1-Lipschitz Neural Distance Fields

This repository contains the code accompanying our SGP 2024 publication 1-Lipschitz Neural Distance Fields. Here is a link to the project page.

Dependencies

• numpy
• scipy (use of a KD-tree)
• torch
• libigl (implementation of signed distance for meshes and generalized winding number)
• deel-torchlip (implementation of some Lipschitz neural architectures)
• mouette (our mesh utility library in python)
• skimage (for marching squares and marching cubes algorithms)
• triangle (for computing the approximate local area needed for the generalized winding number)

All dependencies can be installed using pip : pip3 install -r requirements.txt

Organisation of the repository

The repository has two branches

• On the main branch, you will find a clean implementation of our method to be used anywhere you want.
• On the dev branch, you will find our experimental sandbox and scripts to reproduce the results presented in the paper.

Inside the main branch, you will find three families of scripts to be called:

• scripts that prepare a training dataset given some geometrical object (point cloud, surface mesh, etc.)
• scripts that run the training of a neural network on already generated datasets
• query scripts to perform geometrical queries (marching cubes, surface sampling, skeleton sampling) on a trained neural network.

1) Extracting a dataset

• extract_dataset_2dpolyline.py extracts points around a 2D polyline (or 2D mesh).
• extract_dataset_3dpolyline.py extracts points around a 3D polyline. Only datasets for unsigned distance fields can be computed.
• extract_dataset_surface_mesh.py extracts points around a surface mesh.
• extract_dataset_pointcloud.py extracts points around a 3D point cloud with normals.

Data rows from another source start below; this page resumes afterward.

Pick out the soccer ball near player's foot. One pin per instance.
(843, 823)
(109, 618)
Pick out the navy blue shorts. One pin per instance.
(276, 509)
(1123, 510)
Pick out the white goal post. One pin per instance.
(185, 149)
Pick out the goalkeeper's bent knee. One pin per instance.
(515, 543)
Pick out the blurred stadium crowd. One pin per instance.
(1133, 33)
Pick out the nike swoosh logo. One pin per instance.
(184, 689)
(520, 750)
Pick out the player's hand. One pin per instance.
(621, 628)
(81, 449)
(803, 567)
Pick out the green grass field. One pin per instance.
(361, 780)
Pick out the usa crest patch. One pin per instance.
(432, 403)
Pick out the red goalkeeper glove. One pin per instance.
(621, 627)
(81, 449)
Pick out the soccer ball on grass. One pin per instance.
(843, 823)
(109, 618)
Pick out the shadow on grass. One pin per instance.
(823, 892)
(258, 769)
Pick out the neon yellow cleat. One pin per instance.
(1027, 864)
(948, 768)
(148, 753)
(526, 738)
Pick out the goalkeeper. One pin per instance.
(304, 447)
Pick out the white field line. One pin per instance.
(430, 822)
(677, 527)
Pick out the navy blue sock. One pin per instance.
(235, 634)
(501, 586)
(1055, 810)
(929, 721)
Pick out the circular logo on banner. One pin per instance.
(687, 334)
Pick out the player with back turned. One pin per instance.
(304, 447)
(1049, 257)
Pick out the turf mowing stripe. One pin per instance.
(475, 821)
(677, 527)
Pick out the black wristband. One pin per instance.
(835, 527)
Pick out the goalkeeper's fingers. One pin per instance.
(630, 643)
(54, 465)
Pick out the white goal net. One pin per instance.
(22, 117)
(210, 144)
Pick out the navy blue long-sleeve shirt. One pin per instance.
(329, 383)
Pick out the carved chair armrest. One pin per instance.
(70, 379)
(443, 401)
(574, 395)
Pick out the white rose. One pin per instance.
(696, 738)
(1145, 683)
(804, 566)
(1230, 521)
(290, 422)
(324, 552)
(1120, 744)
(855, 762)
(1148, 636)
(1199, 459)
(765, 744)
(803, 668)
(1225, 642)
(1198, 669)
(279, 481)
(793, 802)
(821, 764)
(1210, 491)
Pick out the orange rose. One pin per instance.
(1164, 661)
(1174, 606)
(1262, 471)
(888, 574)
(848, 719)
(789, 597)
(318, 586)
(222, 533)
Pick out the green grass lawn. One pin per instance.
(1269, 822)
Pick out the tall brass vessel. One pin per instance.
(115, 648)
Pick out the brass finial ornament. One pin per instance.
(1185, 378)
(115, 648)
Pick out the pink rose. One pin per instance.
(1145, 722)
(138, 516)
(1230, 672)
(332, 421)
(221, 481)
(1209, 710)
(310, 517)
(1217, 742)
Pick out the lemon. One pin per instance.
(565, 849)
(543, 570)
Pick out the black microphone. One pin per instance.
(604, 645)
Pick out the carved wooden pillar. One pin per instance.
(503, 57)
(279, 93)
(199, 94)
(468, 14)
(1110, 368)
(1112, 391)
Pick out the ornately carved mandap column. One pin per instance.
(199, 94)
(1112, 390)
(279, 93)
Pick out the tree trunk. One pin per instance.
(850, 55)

These scripts can run onto different modes, depending on what type of dataset you want to generate:

• signed: partition of training point as inside/outside to recover a signed field
• unsigned: partition of training points as surface/other to recover an unsigned field
• dist: outputs a dataset of points with associated signed distances (not available for point cloud inputs)
• sal: outputs a dataset as descripted in the Sign Agnostic Learning of Shapes From Raw Data paper from Atzmon and Lipman

Running these scripts will generate the corresponding datasets in the inputs folder. You can then use these files to train a neural distance field.

2) Training a neural distance field

If you generated points for foo.obj, then call python train_lip.py foo

Three training scripts are available:

• train_lip.py trains a Lipschitz architecture to minimize the hKR loss on a signed or unsigned dataset
• train_fullinfo.py trains a classical or Lipschitz architecture on a dataset of points where the ground truth distance is known. Needs a dataset generated using dist mode.
• train_SALD.py reproduces the results of the SALD: Sign Agnostic Learning with Derivatives paper by Atzmon and Lipman and train a network on their proposed loss. It needs a dataset generated using sal mode.

These scripts output visualization and models in the output/ folder.

3) Querying the final neural field

Finally, several scripts perform geometrical queries on trained neural networks:

• reconstruct_polyline.py runs the marching square algorithms to reconstruct a polyline of some isovalue for 2D
• reconstruct_surface.py runs the marching cube algorithm to reconstruct isosurfaces in 3D
• sample_iso.py samples a given number of points on a given isovalue.
• sample_skeleton.py samples the skeleton of the neural implicit shape by sample and reject depending on the neural function's gradient norm.